Seth: We’re going to finish this year of touring through October. This fall we go into the studio; they never stop writing. I bet they’ve written about 120 songs preparing for album four. My bold statement is that they’re more prepared than they’ve ever been going into that. Next year, with a new album—especially since Tyler will have a new kid—we’re drawing back just a little and doing a softer year of just 25 festivals as opposed to too many hard tickets. We’re looking at a few stadiums just to supplement because it’s been so good this year. The response has been so overwhelmingly positive that Live Nation’s asked if we had interest, and of course, if it makes sense, we would. In 2018 we’ll be releasing new music, timing to be determined. There are a couple surprise features that are going to be very, very big. We’ve got one in format with a young artist they’re doing it with. They’re taken a few fun trips to other cities to collaborate with artists from other genres. Thankfully, Scott Borchetta has been very open to letting the artist just create.
Can you say a little bit about what you’re doing developing outside of country?
Chief: It’s been exciting. This is happening very naturally through relationships through LA trips. Meeting different managers, building relationships with labels, as well as Spotify and all the other streaming guys. I really feel Nashville’s starting to develop and change and it’s so much more than just country now. We have a great hip-hop artist, Ernest K., on our label. We’re not trying to be a hip-hop label but we have a very good team in house that knows songs and songwriting and touring. We’re not quite ready to announce yet that we have some really great partners that are going to be part of a couple different projects that we’re excited to share. Once again I think people in Nashville are going to be surprised at some of the outside things we’re going to be creating.
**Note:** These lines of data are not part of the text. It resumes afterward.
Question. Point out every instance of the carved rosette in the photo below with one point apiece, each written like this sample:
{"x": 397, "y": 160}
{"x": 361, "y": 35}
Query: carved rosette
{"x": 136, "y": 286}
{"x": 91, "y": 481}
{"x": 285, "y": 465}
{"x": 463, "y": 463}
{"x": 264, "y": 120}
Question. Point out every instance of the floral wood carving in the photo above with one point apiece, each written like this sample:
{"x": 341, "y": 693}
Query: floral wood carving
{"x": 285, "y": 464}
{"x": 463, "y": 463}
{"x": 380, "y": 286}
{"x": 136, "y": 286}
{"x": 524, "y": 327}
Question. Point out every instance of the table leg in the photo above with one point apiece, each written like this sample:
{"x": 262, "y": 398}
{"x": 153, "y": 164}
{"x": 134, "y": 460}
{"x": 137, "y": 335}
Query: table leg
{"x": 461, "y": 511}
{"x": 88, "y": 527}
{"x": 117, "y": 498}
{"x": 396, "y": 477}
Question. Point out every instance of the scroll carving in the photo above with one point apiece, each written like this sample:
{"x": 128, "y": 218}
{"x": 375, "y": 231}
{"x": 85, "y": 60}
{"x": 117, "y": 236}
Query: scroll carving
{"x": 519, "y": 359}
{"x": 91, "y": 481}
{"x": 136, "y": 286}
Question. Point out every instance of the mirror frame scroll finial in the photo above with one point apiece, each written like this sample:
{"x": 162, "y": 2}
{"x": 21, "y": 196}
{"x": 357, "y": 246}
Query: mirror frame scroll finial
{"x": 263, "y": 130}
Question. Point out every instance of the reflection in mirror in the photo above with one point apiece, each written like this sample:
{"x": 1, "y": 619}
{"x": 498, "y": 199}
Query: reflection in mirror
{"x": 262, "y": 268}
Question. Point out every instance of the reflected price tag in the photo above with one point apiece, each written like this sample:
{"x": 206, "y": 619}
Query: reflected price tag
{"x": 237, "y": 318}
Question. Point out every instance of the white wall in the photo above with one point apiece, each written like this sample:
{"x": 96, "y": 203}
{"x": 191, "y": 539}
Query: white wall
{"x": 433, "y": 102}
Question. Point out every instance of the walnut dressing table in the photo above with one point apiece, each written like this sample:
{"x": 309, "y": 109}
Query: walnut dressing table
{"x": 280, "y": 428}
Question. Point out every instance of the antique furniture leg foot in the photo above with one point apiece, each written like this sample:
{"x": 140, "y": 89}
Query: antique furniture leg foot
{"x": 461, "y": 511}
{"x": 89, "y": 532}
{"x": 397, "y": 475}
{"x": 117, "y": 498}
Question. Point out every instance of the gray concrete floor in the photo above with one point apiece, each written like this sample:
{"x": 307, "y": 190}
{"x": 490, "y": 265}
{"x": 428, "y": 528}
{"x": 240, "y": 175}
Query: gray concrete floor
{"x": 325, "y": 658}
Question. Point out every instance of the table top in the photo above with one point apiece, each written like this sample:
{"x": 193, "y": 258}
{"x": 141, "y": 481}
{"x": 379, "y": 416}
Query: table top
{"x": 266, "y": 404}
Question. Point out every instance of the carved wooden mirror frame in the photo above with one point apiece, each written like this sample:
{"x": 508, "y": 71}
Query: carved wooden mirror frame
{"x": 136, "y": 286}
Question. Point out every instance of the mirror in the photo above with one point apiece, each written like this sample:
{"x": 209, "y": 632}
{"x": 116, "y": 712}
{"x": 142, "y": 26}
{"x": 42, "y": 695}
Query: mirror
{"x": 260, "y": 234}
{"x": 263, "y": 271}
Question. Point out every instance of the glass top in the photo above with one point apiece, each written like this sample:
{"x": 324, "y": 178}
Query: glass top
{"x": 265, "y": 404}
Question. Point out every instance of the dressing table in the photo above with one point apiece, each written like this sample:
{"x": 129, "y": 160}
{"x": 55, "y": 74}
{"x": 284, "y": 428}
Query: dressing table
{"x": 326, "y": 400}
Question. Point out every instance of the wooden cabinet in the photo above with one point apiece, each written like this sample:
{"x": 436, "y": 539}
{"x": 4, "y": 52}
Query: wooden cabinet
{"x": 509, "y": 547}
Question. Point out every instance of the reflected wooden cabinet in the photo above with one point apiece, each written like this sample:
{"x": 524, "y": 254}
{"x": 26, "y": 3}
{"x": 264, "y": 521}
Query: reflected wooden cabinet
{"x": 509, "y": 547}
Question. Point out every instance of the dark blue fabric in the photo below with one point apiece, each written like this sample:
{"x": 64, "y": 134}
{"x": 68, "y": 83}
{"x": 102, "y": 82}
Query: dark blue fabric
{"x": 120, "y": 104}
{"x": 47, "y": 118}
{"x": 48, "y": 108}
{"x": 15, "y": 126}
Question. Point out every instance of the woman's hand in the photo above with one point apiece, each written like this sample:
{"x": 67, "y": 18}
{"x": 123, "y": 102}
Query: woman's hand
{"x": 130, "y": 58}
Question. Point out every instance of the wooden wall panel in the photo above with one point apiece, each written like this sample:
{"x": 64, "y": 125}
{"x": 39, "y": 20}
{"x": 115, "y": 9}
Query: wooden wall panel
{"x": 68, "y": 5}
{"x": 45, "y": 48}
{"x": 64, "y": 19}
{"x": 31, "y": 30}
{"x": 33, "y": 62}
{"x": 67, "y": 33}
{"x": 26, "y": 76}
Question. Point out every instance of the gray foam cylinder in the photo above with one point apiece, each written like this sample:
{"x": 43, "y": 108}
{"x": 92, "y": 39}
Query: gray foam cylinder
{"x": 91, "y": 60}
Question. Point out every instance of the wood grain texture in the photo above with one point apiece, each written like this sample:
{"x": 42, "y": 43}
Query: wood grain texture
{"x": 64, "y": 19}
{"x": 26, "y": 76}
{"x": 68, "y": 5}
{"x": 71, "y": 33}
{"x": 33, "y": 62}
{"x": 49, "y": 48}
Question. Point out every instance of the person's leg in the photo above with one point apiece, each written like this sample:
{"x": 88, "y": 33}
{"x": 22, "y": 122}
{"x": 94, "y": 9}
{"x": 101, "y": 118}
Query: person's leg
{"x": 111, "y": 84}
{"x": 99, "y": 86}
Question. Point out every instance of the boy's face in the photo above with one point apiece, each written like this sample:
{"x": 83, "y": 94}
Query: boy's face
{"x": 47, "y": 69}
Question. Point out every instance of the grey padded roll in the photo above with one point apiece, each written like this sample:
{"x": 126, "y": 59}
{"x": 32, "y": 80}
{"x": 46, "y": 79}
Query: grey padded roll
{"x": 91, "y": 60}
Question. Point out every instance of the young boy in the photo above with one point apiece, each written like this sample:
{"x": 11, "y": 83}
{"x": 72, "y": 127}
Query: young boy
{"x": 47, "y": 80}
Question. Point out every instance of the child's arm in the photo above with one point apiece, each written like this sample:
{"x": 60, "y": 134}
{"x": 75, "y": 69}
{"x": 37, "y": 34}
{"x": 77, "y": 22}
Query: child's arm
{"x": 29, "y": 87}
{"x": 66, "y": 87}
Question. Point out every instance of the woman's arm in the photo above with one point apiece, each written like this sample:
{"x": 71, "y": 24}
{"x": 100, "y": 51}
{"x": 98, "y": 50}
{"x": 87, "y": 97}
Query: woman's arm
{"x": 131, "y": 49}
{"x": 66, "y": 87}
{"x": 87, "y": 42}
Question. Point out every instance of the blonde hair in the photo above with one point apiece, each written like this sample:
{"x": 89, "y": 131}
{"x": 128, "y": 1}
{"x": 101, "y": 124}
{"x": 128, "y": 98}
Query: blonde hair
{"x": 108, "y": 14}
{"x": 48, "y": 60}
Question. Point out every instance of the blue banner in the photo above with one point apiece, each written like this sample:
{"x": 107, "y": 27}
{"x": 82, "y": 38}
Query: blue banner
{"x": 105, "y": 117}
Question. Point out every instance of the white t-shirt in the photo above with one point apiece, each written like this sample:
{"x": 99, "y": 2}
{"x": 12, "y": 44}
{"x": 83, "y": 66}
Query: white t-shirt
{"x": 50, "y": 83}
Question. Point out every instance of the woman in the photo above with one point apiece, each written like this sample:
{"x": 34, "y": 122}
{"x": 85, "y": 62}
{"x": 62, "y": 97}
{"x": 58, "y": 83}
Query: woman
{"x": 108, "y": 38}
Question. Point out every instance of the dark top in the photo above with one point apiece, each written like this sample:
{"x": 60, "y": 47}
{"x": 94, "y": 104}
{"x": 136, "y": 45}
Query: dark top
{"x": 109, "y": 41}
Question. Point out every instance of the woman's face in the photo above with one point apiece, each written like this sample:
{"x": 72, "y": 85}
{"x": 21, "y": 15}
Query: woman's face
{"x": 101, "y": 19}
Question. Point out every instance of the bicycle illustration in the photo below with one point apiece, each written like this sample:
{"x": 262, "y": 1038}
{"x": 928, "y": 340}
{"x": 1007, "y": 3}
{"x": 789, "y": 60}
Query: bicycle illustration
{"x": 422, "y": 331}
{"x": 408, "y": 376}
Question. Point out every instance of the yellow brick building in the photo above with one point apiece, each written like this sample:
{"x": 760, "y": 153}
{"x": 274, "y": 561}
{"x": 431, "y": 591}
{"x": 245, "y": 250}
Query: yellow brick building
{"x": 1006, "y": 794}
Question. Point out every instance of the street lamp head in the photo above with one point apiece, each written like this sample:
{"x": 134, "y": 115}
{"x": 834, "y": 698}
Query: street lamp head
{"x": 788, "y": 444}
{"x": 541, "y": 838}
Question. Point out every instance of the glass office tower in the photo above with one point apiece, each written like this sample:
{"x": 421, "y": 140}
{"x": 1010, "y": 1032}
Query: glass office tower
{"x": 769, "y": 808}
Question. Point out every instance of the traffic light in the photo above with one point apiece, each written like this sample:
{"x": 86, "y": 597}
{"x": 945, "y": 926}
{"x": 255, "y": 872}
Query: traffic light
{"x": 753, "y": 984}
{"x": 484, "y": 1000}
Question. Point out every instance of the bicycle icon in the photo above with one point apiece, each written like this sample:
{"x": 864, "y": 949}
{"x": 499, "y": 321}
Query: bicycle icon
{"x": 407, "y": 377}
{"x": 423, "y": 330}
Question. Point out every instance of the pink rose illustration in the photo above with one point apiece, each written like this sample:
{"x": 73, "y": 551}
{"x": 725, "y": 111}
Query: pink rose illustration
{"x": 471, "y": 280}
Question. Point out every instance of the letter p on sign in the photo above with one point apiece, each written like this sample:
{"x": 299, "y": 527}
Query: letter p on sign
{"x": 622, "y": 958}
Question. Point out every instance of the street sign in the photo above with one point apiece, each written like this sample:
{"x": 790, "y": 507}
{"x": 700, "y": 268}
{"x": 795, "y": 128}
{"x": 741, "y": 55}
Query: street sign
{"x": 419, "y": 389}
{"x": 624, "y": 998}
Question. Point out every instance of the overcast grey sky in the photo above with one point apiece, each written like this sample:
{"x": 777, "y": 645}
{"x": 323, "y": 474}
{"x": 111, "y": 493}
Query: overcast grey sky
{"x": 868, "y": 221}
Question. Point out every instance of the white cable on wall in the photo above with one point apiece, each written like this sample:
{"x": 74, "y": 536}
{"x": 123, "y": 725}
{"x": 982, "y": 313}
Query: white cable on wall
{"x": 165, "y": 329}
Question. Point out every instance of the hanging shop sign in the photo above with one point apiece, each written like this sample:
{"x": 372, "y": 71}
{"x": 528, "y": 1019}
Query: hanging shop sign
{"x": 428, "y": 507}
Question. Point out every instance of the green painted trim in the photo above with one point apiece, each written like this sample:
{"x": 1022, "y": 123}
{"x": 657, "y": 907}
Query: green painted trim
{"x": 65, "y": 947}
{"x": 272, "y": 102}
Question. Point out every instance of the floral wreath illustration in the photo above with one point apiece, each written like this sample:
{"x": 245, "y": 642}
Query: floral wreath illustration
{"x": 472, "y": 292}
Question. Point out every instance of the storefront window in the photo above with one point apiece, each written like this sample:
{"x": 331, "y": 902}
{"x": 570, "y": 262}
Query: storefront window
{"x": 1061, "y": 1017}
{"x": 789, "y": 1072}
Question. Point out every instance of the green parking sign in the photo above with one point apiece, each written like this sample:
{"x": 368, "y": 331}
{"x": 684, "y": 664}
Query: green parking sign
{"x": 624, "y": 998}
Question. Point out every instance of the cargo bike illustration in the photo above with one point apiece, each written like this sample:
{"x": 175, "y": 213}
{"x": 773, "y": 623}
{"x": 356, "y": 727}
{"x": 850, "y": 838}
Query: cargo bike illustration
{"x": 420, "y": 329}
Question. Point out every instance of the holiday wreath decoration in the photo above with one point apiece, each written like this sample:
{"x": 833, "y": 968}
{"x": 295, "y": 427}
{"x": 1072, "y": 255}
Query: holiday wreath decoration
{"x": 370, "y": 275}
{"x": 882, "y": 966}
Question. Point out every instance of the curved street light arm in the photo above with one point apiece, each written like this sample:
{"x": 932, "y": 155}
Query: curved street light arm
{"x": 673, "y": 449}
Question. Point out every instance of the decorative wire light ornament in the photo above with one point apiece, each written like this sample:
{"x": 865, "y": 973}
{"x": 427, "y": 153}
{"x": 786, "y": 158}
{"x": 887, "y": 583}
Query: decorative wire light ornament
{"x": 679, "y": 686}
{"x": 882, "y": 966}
It feels like everyone’s getting really excited and the doors are opening and people are starting to open up their minds. For us as a company, that’s what we do everyday: We challenge each other, and all our artists. We’re always asking how we can be better, be more creative—and the opportunities are now there where they weren’t there before.
Seth: My other option was staying home and pouring concrete and this beats doing that.